Futures were little changed in New York after slipping 0.2% on Monday. Inventories probably lost 3 million barrels last week, according to a Bloomberg survey before Energy Information Administration data on Wednesday.
Nigerian oil workers suspended strike action and agreed to continue talks next month, a union spokesperson said, while output from a Libyan field returned to normal after a power outage on Saturday, said a person familiar with the matter.
Oil has rallied the past three months as the Organisation of Petroleum Exporting Countries and its allies reduce supply to drain a global glut. The unprecedented cooperation among producers has pushed prices this year to average almost $51 a barrel, on their way to a second annual advance.
“Rebalancing is moving in the right direction,” said Ric Spooner, a Sydney-based analyst at CMC Markets. “The higher the price, the greater the incentive for new supply and that really is the dynamic to be watching. Everybody will also be watching Middle East politics, which is progressively deteriorating.”
West Texas Intermediate for January delivery, which expires on Tuesday, added as much as 19 cents to $57.35 a barrel on the New York Mercantile Exchange. Total volume traded was about 54% below the 100-day average. The more-active February futures rose 16c to $57.38 at 2:32 pm in Hong Kong.
Brent for February settlement climbed 14c to $63.55 a barrel on the London-based ICE Futures Europe exchange after rising 0.3% on Monday. The global benchmark traded at a premium of $6.16 to February WTI.

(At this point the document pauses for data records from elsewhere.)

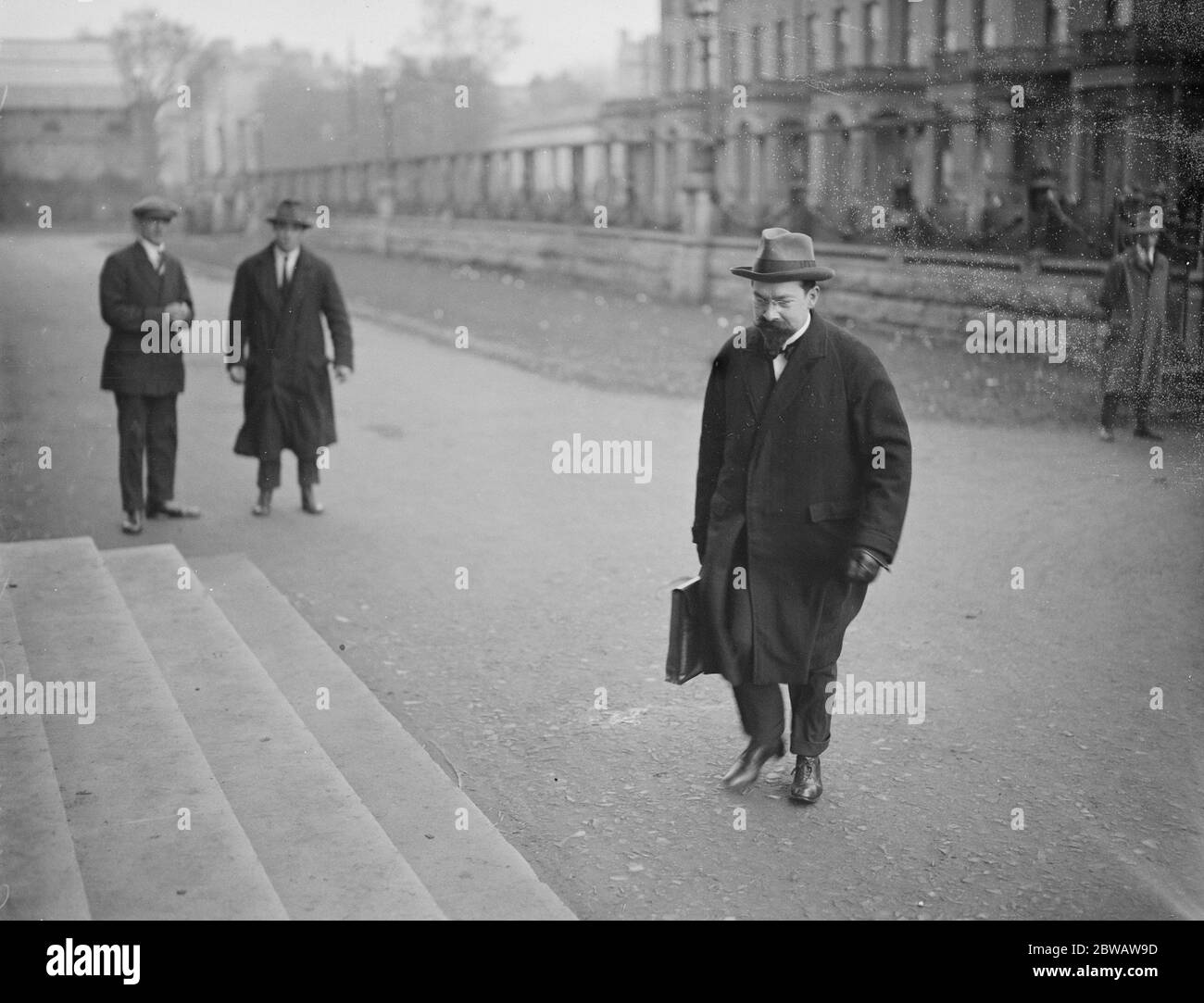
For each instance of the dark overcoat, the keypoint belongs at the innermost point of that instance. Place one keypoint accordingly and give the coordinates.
(802, 470)
(131, 294)
(284, 349)
(1135, 299)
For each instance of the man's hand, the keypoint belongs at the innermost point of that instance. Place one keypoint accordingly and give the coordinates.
(862, 565)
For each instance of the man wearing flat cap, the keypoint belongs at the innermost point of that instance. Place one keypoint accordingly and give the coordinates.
(1135, 294)
(805, 466)
(280, 299)
(143, 283)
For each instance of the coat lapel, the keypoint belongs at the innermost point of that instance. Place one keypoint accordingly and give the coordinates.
(300, 275)
(265, 272)
(813, 345)
(757, 374)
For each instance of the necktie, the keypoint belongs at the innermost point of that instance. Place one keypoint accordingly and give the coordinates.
(779, 362)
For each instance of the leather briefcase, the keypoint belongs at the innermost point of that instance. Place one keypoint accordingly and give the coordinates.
(686, 634)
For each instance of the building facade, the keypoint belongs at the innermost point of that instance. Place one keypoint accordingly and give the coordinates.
(68, 133)
(821, 112)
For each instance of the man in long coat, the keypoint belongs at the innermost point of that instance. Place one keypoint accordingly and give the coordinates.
(1135, 294)
(805, 466)
(140, 284)
(280, 297)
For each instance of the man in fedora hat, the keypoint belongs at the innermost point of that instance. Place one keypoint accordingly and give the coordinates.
(1135, 294)
(143, 283)
(805, 466)
(280, 296)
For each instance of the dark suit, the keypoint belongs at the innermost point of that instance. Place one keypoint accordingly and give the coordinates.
(287, 398)
(791, 476)
(145, 383)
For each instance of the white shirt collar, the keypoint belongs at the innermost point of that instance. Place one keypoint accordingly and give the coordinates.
(801, 332)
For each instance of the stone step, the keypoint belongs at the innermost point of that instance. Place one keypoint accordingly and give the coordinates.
(323, 850)
(39, 871)
(125, 777)
(470, 871)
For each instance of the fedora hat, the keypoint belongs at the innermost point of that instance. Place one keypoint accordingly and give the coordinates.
(292, 211)
(156, 207)
(1142, 224)
(784, 257)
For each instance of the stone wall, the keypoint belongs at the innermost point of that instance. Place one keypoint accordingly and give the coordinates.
(919, 294)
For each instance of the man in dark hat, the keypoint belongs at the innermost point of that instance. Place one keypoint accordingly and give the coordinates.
(805, 468)
(280, 296)
(143, 283)
(1135, 294)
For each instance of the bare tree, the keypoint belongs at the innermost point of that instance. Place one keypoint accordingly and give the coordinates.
(458, 32)
(152, 56)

US crude stockpiles at Cushing, Oklahoma, the delivery point for WTI and the nation’s biggest oil-storage hub, probably fell by 2.2 million barrels last week, according to a forecast compiled by Bloomberg. That would be a sixth weekly drop, the longest run since July, according to EIA data.
Oil-market news:
• Shale output at major US fields is projected to reach 6.41 million barrels a day next month, according to the EIA’s monthly Drilling Productivity Report.
• The EIA boosted its December estimate to 6.31 million a day.